Group MPI tasks by host

Group MPI tasks by host - mpi

I want to easily perform collective communications independently on each machine of my cluster. Let's say I have 4 machines with 8 cores on each, my MPI program would run 32 MPI tasks. What I would like is, for a given function:
on each host, only one task performs a computation, the other tasks do nothing during this computation. In my example, 4 MPI tasks will do the computation, 28 others are waiting.
once the computation is done, each MPI task on each will perform a collective communication ONLY to local tasks (tasks running on the same host).
Conceptually, I understand I must create one communicator for each host. I searched around, and found nothing explicitly doing that. I am not really comfortable with MPI groups and communicators. Here my two questions:
is MPI_Get_processor_name is enough unique for such a behaviour?
more generally, do you have a piece of code doing that?

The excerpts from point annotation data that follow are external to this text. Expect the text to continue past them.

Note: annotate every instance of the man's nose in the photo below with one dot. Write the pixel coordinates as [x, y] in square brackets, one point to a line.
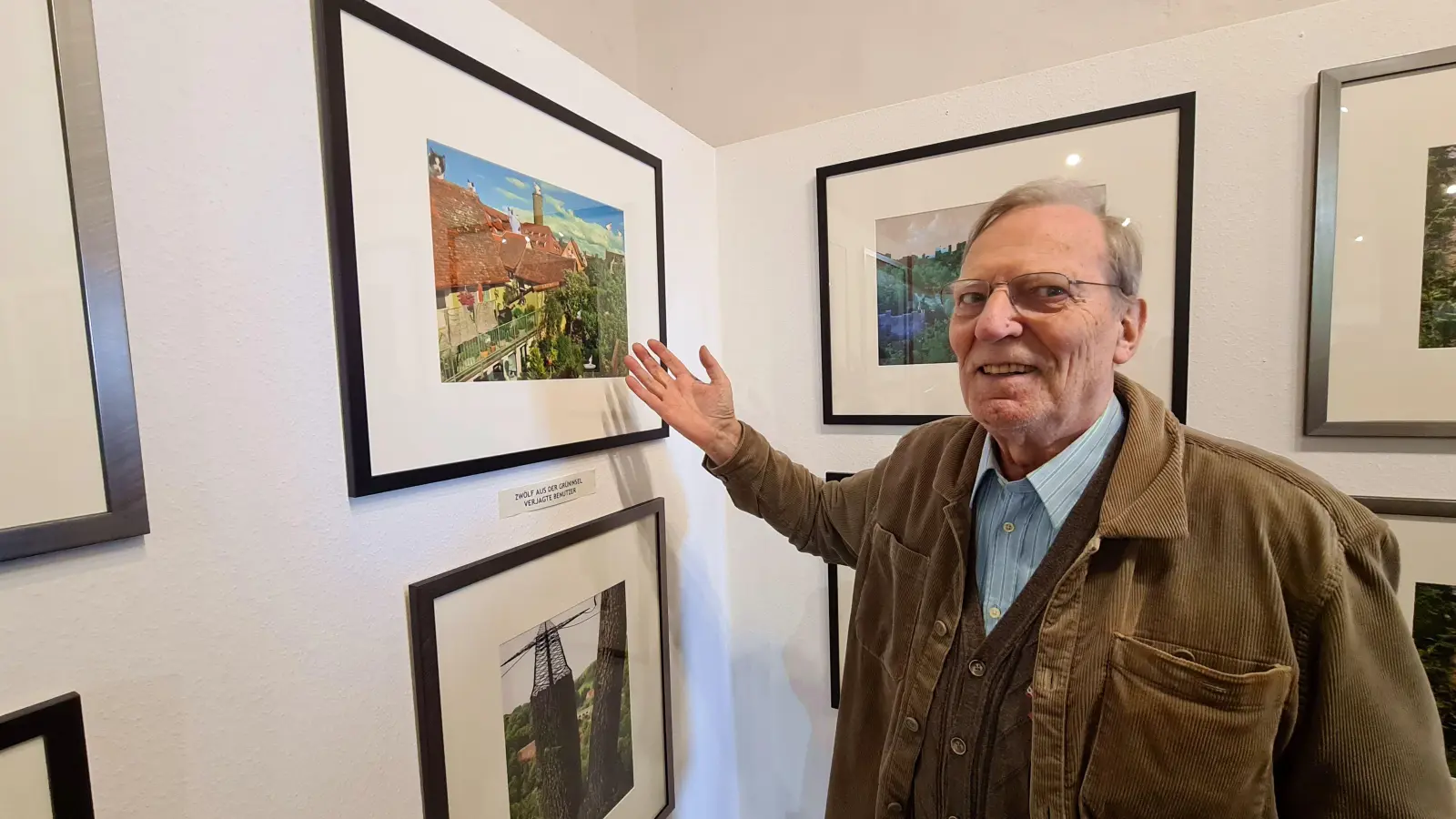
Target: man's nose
[999, 318]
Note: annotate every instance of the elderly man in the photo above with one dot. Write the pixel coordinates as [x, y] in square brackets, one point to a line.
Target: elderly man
[1070, 605]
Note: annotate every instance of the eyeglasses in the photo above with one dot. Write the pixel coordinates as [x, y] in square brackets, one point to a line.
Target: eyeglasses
[1037, 293]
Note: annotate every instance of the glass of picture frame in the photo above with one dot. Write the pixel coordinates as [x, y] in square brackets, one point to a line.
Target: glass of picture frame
[70, 452]
[43, 763]
[542, 678]
[1382, 309]
[1427, 599]
[494, 254]
[893, 230]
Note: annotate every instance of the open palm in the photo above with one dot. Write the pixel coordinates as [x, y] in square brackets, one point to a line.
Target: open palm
[701, 411]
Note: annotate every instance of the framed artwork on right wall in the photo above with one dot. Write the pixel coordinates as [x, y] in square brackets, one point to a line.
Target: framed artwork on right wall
[893, 232]
[1382, 308]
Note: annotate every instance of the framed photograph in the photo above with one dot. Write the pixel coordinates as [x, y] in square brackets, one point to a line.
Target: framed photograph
[70, 457]
[494, 254]
[1434, 632]
[1382, 307]
[841, 610]
[43, 763]
[1411, 508]
[542, 678]
[893, 232]
[1427, 598]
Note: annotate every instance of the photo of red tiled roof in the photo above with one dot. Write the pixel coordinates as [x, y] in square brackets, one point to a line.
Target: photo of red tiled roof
[541, 268]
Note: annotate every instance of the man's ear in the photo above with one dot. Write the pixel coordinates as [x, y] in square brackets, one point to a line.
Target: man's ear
[1132, 327]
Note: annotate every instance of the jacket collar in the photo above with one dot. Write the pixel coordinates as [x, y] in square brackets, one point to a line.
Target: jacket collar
[1145, 496]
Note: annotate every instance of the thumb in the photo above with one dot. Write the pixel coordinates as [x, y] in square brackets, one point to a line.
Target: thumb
[715, 373]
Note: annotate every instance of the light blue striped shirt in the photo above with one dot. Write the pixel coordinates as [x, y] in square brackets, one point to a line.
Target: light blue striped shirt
[1016, 521]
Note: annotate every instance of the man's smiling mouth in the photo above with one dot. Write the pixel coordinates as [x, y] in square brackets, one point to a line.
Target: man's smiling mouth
[1005, 369]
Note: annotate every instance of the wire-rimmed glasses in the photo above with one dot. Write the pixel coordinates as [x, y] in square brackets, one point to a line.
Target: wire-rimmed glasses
[1037, 293]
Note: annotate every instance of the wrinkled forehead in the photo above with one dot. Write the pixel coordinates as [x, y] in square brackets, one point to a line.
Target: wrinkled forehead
[1043, 239]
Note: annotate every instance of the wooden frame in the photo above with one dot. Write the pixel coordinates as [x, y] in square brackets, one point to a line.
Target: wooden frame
[1322, 258]
[1186, 108]
[84, 126]
[426, 656]
[339, 193]
[58, 723]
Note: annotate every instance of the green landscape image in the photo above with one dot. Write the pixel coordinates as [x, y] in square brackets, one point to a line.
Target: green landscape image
[1434, 627]
[916, 256]
[568, 713]
[1439, 258]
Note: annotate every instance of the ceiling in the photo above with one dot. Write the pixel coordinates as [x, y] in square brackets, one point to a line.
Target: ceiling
[730, 72]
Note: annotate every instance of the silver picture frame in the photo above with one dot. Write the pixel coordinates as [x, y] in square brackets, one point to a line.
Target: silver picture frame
[89, 171]
[1322, 263]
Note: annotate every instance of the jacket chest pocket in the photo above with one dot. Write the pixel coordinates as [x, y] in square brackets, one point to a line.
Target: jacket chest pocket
[1178, 739]
[892, 589]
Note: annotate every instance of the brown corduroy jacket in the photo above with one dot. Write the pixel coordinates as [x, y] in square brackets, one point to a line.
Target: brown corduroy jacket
[1228, 644]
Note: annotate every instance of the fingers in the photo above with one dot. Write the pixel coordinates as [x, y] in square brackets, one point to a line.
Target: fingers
[715, 373]
[638, 388]
[673, 363]
[652, 366]
[641, 375]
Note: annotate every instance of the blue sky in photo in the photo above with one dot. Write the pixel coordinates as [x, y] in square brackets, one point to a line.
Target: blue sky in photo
[568, 213]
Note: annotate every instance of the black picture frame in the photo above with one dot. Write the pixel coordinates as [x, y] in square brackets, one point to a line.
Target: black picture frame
[60, 726]
[1322, 254]
[1183, 104]
[339, 197]
[84, 127]
[426, 658]
[834, 652]
[1409, 508]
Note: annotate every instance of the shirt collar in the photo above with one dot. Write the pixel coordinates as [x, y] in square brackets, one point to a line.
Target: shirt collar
[1060, 481]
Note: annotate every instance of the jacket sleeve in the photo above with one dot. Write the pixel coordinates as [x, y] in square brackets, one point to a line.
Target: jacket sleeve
[824, 519]
[1368, 743]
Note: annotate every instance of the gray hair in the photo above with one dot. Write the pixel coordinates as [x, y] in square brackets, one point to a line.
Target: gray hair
[1125, 248]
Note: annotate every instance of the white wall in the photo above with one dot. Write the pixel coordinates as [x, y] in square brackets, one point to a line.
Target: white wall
[1249, 300]
[249, 658]
[732, 72]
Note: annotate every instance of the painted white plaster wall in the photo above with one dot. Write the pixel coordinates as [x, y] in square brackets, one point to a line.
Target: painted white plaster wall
[732, 72]
[1249, 300]
[249, 658]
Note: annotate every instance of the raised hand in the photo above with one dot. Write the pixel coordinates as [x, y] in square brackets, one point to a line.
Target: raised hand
[701, 411]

The specification says that MPI_Get_processor_name returns "A unique specifier for the actual (as opposed to virtual) node", so I think you'd be ok with that. I guess you'd do a gather to assemble all the host names and then assign groups of processors to go off and make their communicators; or dup MPI_COMM_WORLD, turn the names into integer hashes, and use mpi_comm_split to partition the set.
You could also take the approach janneb suggests and use implementation-specific options to mpirun to ensure that the MPI implementation assigns tasks that way; OpenMPI uses --byslot to generate this ordering; with mpich2 you can use -print-rank-map to see the mapping.
But is this really what you want to do? If the other processes are sitting idle while one processor is working, how is this better than everyone redundantly doing the calculation? (Or is this very memory or I/O intensive, and you're worried about contention?) If you're going to be doing a lot of this -- treating on-node parallelization very different from off-node parallelization -- then you may want to think about hybrid programming models - running one MPI task per node and MPI_spawning subtasks or using OpenMP for on-node communications, both as suggested by HPM.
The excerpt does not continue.